Quand on parle de prostitution des hommes, le sujet devient passionnant. Qui ne voit qu’il y a là une gigantesque promesse de développement économique ? Qui ne voit l’immense marché que constituent les femmes insatisfaites, seules et mal accompagnées, en perte de confiance et en recherche de quelque chose ? Plutôt que de se perdre dans la religion, la bouffe, l’alcoolisme, la maternité ou le travail excessif, elles devraient essayer la prostitution avec des mâles à l’écoute. Leurs caresses, le contact avec leur sexe en érection, leurs regards langoureux, pourraient aider ces femmes à se sentir mieux dans leur corps.
Je le pense car c’est ainsi que mes passages chez des prostituées m’ont aidé, dans des périodes creuses de ma vie. La prostitution n’est pas une solution finale, c’est une aide possible. Cela coûte cher, c’est vrai, mais beaucoup moins que toutes ces médecines de charlatans qui gagnent des fortunes sur la crédulité des clients. La prostitution, plus que la plupart de ces traitements alternatifs, mérite le titre de « médecine douce ». Elle ne règle rien, mais elle apporte du bien-être.
La sagesse précaire est un humanisme. Le sage précaire est un loup pour l’homme. Le sage précaire est un ami des femmes. Il milite pour que les femmes se libèrent des millénaires d’oppression qui les ont conduites à prétendre qu’il leur faut des sentiments pour pouvoir jouir. Les femmes doivent apprendre à compartimenter leur vie affective et sensuelles, comme savent le faire les hommes, pour leur plus grande satisfaction.
Elles doivent apprendre à se dire : je paie ce mec, il va me dire que je suis belle sans le croire vraiment, il va bander pour moi sans me désirer vraiment, il va simuler son intérêt pour moi et c’est de cela dont j’ai besoin en ce moment.
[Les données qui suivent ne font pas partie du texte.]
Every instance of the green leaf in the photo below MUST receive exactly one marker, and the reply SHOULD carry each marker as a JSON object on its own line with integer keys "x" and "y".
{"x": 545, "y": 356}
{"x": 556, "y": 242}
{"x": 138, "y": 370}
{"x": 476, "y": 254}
Tout cela sera réalisé sous forme de contrat et d’échange d’argent, et ça va me faire du bien. Après, je retournerai vers mon mari, qui n’est pas un mauvais bougre, mais qui est très emmerdant en ce moment. Et puis j’oublierai pendant une heure ou deux, dans les bulles de vin mousseux et dans les déhanchements de cet homme qui me caresse, ces insupportables mioches que j’ai mis au monde pour une raison qui m’échappe aujourd’hui.
Une fois qu’on a établi cette évidence, que les femmes méritent autant que les hommes de pouvoir se payer des putains, une double problématique émerge, qui exigera des générations pour être bien circonscrite.
1 – Qu’attendre concrètement du prostitué (compte tenu que bander, pénétrer et éjaculer demande plus d’investissement libidinal que se laisser pénétrer) ? Quels services proposer, pour quelle durée, pour quels prix, etc.
2 – Et inversement, du point de vue des travailleurs du sexe, qu’apporter aux clientes, sachant qu’aujourd’hui encore, les femmes sont plus difficiles à satisfaire que les hommes ?
Sur ces deux derniers points, il faudra beaucoup de billets, et beaucoup d’expérimentation.